The History Behind Medical Marijuana
Way back in 2737 B.C., the Emperor Shen Neng from China was prescribing marijuana-infused tea for the treatment of malaria, gout, rheumatism, and memory loss. It was because of the popularity of marijuana as a medicine that it began to spread out of Asia, across the Middle East, and then down to the African coasts. Some Hindu sects used cannabis for their religious ceremonies as well as to help relieve stress.
Now we’re going to jump ahead to the early 18th century. Many early American medical journals advertised and recommended the use of hemp roots and seeds for the treatment of medical conditions. Some of these medical conditions included incontinence, venereal disease, and inflamed skin. It was an Irish doctor that first made marijuana popular in England and America. William O’Shaughnessy made weed popular for the treatment of nausea, cholera, tetanus, and the pain associated with rheumatism. It was later in the 19th century that the attitude towards marijuana and other narcotics began to shift in another direction.
It was estimated that in the early 19th century between 2% and 5% of the entire population of the United States was unknowingly addicted to morphine. Morphine was a popular ingredient that was secretly added to a variety of popular medicines being peddled across the country. To try and combat this epidemic, the government introduced the Pure Food and Drug Act in 1906. At the time this act didn’t control marijuana, but it was the first step towards a big shift in the United States attitude towards drugs and their enforcement.
Marijuana began to face pressure from the government in the early 1900s. Many states began to list cannabis as a poison in 1906, and by the early 20s, it was outlawed in almost every state across America. By the 30s it was regulated as a drug in every state and began regulating the sale of cannabis with the Marihuana Tax Act of 1937. And later officially outlawed (medicinal usage included) with the passage of the 1970 Controlled Substances Act (CSA).

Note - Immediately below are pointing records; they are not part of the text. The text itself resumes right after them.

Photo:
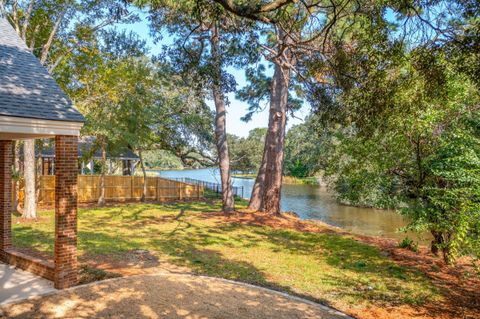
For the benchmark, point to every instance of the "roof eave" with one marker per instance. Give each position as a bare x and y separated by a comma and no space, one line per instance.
16,128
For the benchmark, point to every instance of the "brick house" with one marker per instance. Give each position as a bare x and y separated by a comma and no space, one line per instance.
33,106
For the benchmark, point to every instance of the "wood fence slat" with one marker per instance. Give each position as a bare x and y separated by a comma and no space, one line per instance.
117,189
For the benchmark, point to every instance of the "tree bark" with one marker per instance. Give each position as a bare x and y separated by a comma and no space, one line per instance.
256,199
16,181
144,172
275,139
101,199
30,206
48,44
228,204
26,22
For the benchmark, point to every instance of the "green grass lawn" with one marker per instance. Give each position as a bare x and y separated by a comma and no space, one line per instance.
331,268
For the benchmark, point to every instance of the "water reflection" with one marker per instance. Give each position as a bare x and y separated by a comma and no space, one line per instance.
314,202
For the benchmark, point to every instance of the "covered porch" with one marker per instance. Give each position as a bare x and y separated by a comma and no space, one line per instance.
33,106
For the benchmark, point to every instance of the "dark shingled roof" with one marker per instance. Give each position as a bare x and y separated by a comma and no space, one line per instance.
26,88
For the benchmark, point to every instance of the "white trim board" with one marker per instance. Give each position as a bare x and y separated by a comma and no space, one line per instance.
14,128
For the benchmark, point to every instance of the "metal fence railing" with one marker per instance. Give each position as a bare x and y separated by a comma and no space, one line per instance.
216,188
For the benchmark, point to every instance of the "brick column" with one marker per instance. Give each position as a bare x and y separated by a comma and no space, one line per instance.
6,159
66,169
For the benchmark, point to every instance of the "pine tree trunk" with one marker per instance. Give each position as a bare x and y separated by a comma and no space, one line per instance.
16,183
256,199
275,139
144,172
30,206
220,129
101,199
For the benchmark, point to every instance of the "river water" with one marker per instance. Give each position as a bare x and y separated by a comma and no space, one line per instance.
314,202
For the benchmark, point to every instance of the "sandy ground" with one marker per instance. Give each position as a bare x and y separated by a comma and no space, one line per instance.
167,296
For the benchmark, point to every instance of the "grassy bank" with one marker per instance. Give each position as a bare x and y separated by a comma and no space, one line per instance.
286,179
336,269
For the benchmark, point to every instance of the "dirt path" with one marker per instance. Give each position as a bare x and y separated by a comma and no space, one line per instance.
168,296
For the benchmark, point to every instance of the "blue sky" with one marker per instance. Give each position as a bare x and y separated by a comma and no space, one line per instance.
236,109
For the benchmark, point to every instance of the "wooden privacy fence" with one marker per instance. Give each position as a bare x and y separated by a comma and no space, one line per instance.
120,189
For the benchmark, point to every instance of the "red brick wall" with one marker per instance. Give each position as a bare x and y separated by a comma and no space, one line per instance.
66,169
6,158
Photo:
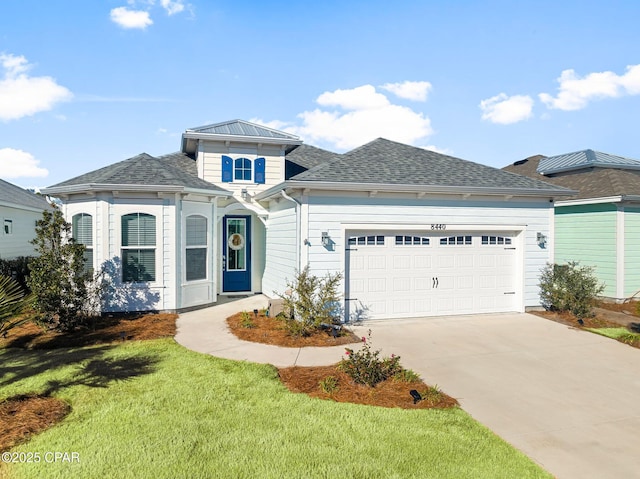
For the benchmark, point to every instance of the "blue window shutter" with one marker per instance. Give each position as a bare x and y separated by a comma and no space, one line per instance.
227,169
259,167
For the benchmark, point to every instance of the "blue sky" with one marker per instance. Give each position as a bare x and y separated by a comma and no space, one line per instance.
87,83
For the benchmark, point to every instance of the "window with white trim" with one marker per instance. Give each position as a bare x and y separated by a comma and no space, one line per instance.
242,169
456,240
412,240
196,248
82,233
370,240
138,247
495,240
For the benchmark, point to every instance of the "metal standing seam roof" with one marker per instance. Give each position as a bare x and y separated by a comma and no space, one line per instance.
588,182
584,159
242,128
387,162
175,169
12,194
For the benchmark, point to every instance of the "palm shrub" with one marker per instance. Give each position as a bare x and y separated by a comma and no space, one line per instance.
310,302
13,303
569,287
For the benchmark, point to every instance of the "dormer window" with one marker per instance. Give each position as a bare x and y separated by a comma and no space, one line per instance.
243,170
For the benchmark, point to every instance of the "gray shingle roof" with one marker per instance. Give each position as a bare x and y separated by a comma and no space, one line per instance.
584,159
175,169
387,162
10,193
305,157
242,128
594,182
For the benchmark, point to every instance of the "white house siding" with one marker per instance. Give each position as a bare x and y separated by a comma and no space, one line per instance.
631,251
281,257
525,217
23,222
210,164
107,211
198,292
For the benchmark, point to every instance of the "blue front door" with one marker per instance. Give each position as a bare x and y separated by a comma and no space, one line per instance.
236,253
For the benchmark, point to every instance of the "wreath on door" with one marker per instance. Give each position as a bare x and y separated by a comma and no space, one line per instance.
236,241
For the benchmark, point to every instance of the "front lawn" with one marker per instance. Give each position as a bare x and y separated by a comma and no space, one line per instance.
152,409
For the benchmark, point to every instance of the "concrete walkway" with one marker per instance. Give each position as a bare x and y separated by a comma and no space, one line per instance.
568,399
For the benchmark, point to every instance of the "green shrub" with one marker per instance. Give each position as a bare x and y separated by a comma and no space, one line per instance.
246,321
569,287
62,287
406,376
329,384
16,268
310,302
367,367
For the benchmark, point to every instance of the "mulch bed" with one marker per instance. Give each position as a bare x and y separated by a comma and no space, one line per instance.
389,393
270,330
604,318
23,416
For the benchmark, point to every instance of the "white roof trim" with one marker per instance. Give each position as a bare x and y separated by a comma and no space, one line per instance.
384,187
595,201
84,188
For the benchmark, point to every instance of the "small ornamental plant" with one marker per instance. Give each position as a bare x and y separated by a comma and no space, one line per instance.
367,367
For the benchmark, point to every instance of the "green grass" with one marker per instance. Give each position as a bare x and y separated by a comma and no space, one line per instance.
174,413
621,334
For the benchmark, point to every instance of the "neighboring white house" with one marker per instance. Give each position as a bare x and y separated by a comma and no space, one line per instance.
241,207
19,211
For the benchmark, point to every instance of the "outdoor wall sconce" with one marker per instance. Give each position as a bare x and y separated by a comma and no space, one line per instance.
326,239
542,240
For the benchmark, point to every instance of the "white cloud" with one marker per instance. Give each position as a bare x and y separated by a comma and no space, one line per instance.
130,18
444,151
23,95
362,114
410,90
17,164
360,98
172,7
505,109
575,92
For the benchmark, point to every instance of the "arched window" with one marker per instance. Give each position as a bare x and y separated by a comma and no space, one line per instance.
82,233
138,247
196,248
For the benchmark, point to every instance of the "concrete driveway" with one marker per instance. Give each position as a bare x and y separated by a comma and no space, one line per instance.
568,399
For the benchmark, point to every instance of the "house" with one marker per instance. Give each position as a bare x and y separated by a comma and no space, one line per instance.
599,226
241,207
19,211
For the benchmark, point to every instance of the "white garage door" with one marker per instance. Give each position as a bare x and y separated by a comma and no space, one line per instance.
420,274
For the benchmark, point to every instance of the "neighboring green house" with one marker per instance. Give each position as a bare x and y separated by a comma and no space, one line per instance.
600,225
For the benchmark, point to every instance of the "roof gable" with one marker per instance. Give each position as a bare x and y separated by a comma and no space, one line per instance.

It wasn’t until the last two decades, almost a hundred years later that the government’s attitude towards marijuana began to shift back towards decriminalization. This could be for several different reasons. It could be because of overcrowding and a struggling justice system, the government looking to source new revenue funds through taxation and legalization, or because only now is the government beginning to open its eyes to the potential of medicinal marijuana and its benefits.
It was on the 19th of October 2009 that the United States Justice Department announced that the federal prosecutors wouldn’t pursue medical marijuana users and distributors that are complying with state laws. This formalized a policy which the Obama Administration had been hinting at all year. Currently, there are 29 states which have allowed medicinal marijuana, and nine states that have completely legalized recreational marijuana. That’s a big swing from an illegal substance with no recognized medicinal value only twenty years ago.
Marijuana over the last decade has been undergoing a revitalization process. What was once a medicinal herb, then an illegal controlled substance, is now considered by many as one of the most underrated medicines of the century!